Moreover, I appreciate how this approach aligns with the lean startup methodology: invest where it counts, learn fast, and adapt quickly. As your platform scales and the product matures, transitioning toward more scalable infrastructure can be done with greater clarity and purpose, informed by the real-world data you’ve gathered.
ItΓÇÖs also a good reminder that preemptive scalability can sometimes distract teams from critical product-market fit activities. In the early days, embracing simplicity often accelerates learning cycles and conserves resourcesΓÇösmart thinking that more startups should consider adopting.
This is a powerful illustration of how a focused, time-bound approach to unscalable solutions can accelerate learning and product validation in a startup environment. The “3-Month Rule” effectively balances the need for rapid experimentation with disciplined cleanup or refinement. I particularly appreciate your emphasis on deploying simple, tangible setups—like the single VM and hardcoded configs—which provide immediate feedback, guiding smarter scaling decisions down the line.

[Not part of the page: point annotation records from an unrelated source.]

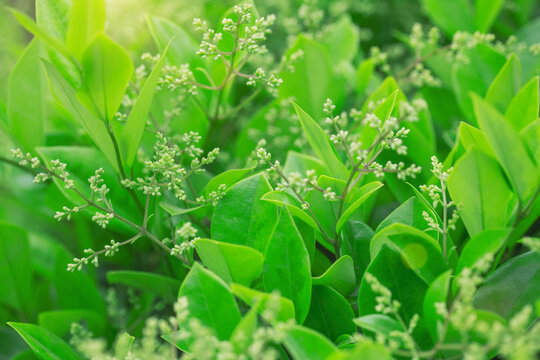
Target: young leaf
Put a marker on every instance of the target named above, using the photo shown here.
(123, 346)
(523, 108)
(330, 313)
(66, 96)
(304, 343)
(107, 70)
(136, 122)
(286, 265)
(360, 197)
(472, 185)
(210, 301)
(512, 286)
(263, 301)
(27, 99)
(340, 276)
(146, 282)
(506, 85)
(86, 20)
(321, 145)
(233, 263)
(509, 149)
(44, 344)
(242, 218)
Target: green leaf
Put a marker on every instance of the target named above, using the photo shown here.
(45, 344)
(312, 91)
(123, 346)
(286, 265)
(378, 323)
(340, 276)
(136, 122)
(451, 16)
(210, 301)
(419, 251)
(265, 301)
(27, 99)
(363, 75)
(86, 20)
(321, 145)
(107, 70)
(182, 47)
(66, 96)
(523, 108)
(227, 178)
(15, 267)
(233, 263)
(509, 149)
(59, 321)
(486, 11)
(436, 293)
(242, 218)
(330, 313)
(279, 198)
(506, 85)
(475, 179)
(41, 33)
(483, 243)
(174, 210)
(360, 197)
(146, 282)
(303, 343)
(406, 287)
(511, 287)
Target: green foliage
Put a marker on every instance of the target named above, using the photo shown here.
(266, 181)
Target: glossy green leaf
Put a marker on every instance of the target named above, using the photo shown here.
(44, 344)
(304, 343)
(523, 108)
(133, 130)
(360, 197)
(506, 85)
(378, 323)
(123, 345)
(59, 321)
(474, 180)
(242, 218)
(233, 263)
(512, 286)
(340, 276)
(329, 313)
(41, 33)
(86, 20)
(286, 265)
(321, 145)
(175, 210)
(27, 99)
(310, 92)
(279, 198)
(486, 11)
(406, 287)
(266, 300)
(15, 267)
(484, 243)
(66, 96)
(419, 251)
(437, 292)
(146, 282)
(210, 301)
(509, 149)
(107, 70)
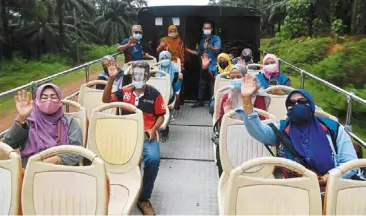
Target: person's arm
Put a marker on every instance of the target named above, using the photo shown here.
(76, 139)
(17, 135)
(346, 151)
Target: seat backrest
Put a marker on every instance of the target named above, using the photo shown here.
(256, 195)
(118, 140)
(238, 146)
(91, 98)
(79, 115)
(254, 72)
(218, 97)
(161, 83)
(221, 81)
(345, 196)
(10, 181)
(51, 189)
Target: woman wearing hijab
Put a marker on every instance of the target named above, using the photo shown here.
(174, 44)
(320, 144)
(271, 72)
(42, 125)
(119, 82)
(166, 65)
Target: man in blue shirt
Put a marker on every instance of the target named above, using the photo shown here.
(210, 44)
(132, 47)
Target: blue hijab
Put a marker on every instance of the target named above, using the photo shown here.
(310, 140)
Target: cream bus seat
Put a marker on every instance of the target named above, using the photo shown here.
(218, 97)
(50, 189)
(256, 195)
(10, 181)
(91, 98)
(118, 140)
(236, 147)
(79, 115)
(345, 196)
(278, 106)
(221, 81)
(163, 85)
(254, 72)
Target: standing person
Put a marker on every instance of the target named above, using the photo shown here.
(210, 44)
(174, 44)
(151, 103)
(132, 47)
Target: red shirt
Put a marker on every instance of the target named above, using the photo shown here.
(151, 103)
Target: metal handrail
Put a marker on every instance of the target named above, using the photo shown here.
(350, 95)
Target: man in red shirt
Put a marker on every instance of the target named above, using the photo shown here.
(151, 103)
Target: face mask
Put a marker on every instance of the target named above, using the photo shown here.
(165, 62)
(246, 58)
(223, 64)
(137, 36)
(48, 107)
(206, 31)
(272, 68)
(138, 84)
(235, 83)
(172, 35)
(299, 113)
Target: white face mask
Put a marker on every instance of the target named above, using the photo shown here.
(172, 35)
(271, 68)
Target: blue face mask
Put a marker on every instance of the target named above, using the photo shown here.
(299, 113)
(137, 36)
(236, 83)
(165, 62)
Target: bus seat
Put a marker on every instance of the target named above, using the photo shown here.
(221, 81)
(236, 147)
(79, 115)
(218, 96)
(257, 195)
(322, 113)
(277, 106)
(163, 85)
(118, 140)
(91, 98)
(50, 189)
(11, 181)
(345, 196)
(254, 72)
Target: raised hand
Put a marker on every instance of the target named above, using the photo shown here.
(205, 61)
(249, 86)
(24, 105)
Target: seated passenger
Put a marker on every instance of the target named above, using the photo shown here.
(151, 103)
(271, 72)
(320, 144)
(176, 77)
(233, 100)
(118, 81)
(174, 44)
(42, 125)
(223, 65)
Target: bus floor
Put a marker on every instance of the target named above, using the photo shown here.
(187, 179)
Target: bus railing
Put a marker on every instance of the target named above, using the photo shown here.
(32, 86)
(350, 96)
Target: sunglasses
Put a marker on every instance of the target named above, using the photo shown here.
(291, 102)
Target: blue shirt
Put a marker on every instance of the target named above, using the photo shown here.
(133, 53)
(264, 134)
(215, 42)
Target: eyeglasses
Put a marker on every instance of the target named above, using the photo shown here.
(291, 102)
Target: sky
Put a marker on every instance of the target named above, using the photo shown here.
(176, 2)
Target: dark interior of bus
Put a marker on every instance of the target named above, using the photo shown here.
(236, 33)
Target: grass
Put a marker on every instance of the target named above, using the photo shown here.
(48, 65)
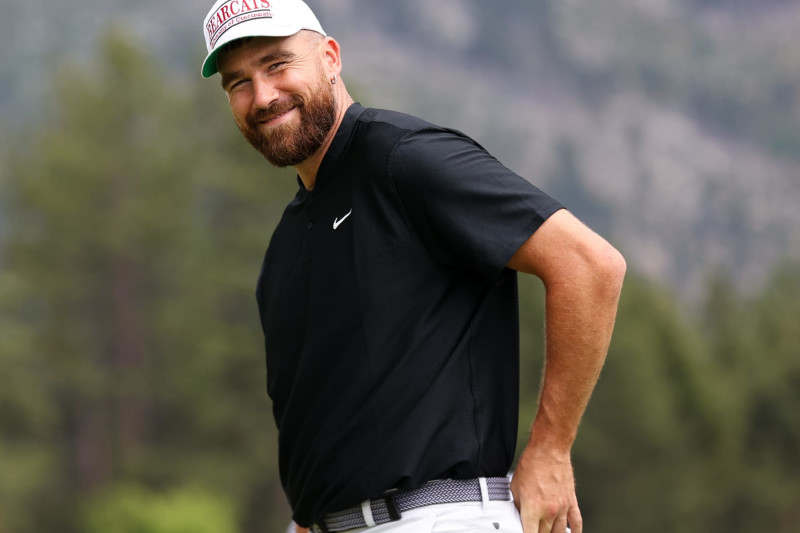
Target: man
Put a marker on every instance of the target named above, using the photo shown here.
(387, 298)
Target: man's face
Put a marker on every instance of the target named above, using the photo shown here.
(281, 99)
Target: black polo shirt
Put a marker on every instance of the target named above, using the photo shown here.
(390, 319)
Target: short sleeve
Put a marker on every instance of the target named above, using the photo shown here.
(468, 209)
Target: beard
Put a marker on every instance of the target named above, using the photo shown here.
(292, 143)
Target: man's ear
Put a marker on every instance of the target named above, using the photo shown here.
(331, 56)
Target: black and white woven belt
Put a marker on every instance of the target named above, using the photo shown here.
(390, 507)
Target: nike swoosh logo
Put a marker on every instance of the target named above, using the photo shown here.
(337, 222)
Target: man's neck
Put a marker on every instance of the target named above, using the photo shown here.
(307, 170)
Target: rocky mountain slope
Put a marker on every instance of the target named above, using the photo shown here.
(673, 126)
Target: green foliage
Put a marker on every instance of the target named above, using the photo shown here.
(135, 510)
(136, 223)
(133, 225)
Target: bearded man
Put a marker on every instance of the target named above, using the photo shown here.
(388, 301)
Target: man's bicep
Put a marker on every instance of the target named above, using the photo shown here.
(561, 244)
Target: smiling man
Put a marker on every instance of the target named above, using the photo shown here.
(388, 301)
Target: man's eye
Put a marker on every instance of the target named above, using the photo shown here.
(237, 85)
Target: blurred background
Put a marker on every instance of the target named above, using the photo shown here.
(133, 220)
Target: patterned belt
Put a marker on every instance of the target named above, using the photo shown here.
(390, 507)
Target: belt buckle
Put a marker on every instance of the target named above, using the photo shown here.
(391, 506)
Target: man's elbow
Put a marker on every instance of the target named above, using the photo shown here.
(609, 271)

It reminds me that early-stage engineering is about “doing what works now,” even if it’s imperfect, to avoid analysis paralysis and build genuine insights into user needs. Have you considered how this approach might evolve as your platform grows, or where potential pitfalls, such as technical debt from hardcoded configs, could arise? Overall, this strategy exemplifies pragmatic agility that many startups can benefit from.